Abstract
In order to achieve its overarching goal of surviving and thriving in a complex and ever-changing environment, the brain must be able to take in sensory stimuli and transform this information into behavioral outputs appropriate for its current situation. This transformation requires solutions to many distinct sub-problems. Prominent among these are 1) the ability to flexibly alter behavioral responses to stimuli given the current context and 2) the ability to efficiently allocate the resources of time and energy to gain additional resources. This first problem requires a neural network whose activity pattern is capable of representing the entire history of stimuli over a behaviorally relevant timescale (the context). In Chapter 1 of this dissertation, we propose and evaluate the abilities of such a network which uses transitions between point attractor states in high-dimensional space to encode the recent history of stimuli. We find that this type of network is capable of excellent sequence discrimination even under assumptions of realistic noise levels. Using a simple readout method to map network activity states to decisions, we then compare behavior produced by the network to that of mice in a working-memory task as well as to human free-recall data. We conclude that such a network provides a general and biologically plausible mechanism for the encoding of a history of stimuli.

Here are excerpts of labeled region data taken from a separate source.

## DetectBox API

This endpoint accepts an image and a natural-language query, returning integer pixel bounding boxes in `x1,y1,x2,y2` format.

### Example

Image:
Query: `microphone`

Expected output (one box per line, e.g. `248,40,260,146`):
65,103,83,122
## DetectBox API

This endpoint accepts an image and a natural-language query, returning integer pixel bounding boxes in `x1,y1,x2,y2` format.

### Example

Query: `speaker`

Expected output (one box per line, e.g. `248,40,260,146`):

The second above problem is the domain of value-based decision-making which spans the fields of foraging, neuroeconomics, and reinforcement learning. Every choice we make involves the weighing of potential rewards and costs. In Chapters 2 through 4, we analyze and model the behavior of rats and mice in foraging-like tasks in order to shed light on the algorithms and neural circuits that underly these cost-benefit analyses. In the process, we identify likely sources of suboptimality in their behavior. In Chapter 2, we carried out a foraging-like preference test that mimics the naturalistic stay-switch decision-making required of animals as they search for food and other resources. Through an analysis of the sampling durations at each option as well as the sequence of sampling choices, we find evidence for a competitive impact of the relative palatabilities of the two options on sampling durations. We additionally compare the behavior of rats to that produced by a point-attractor network with two bistable groups and find that this network displays both the competitive impact between stimuli as well as the exponential distribution of sampling durations produced by rats. In Chapters 3 and 4 we analyze and model the behavior of mice in a foraging-like task where the mice chose between two levers with differing reward amounts and changing effort costs. Additionally, the rewards and costs of the levers were independently varied across sessions to assess the impact choice optimality. In Chapter 3 we analyze the optimality of the mice across task parameter regimes and find that effort costs have a larger impact than reward size on mouse optimality. We additionally identify a susceptibility to the sunk cost fallacy as a source of suboptimal behavior. In Chapter 4 we make use of reinforcement learning methods to compare generative models of mouse behavior in this task. We find that the inclusion of a well-known perceptual limitation, the Weber-Fechner law, is indispensable in describing the behavior. We additionally find, together with observations from Chapter 2, that rodents display a strong innate drive for ‘exploratory’ actions even when they are not compatible with optimal behavior. Taken together, in this dissertation I present a body of work that highlights likely algorithms and neural circuit implementations that underly flexible value-based decision-making.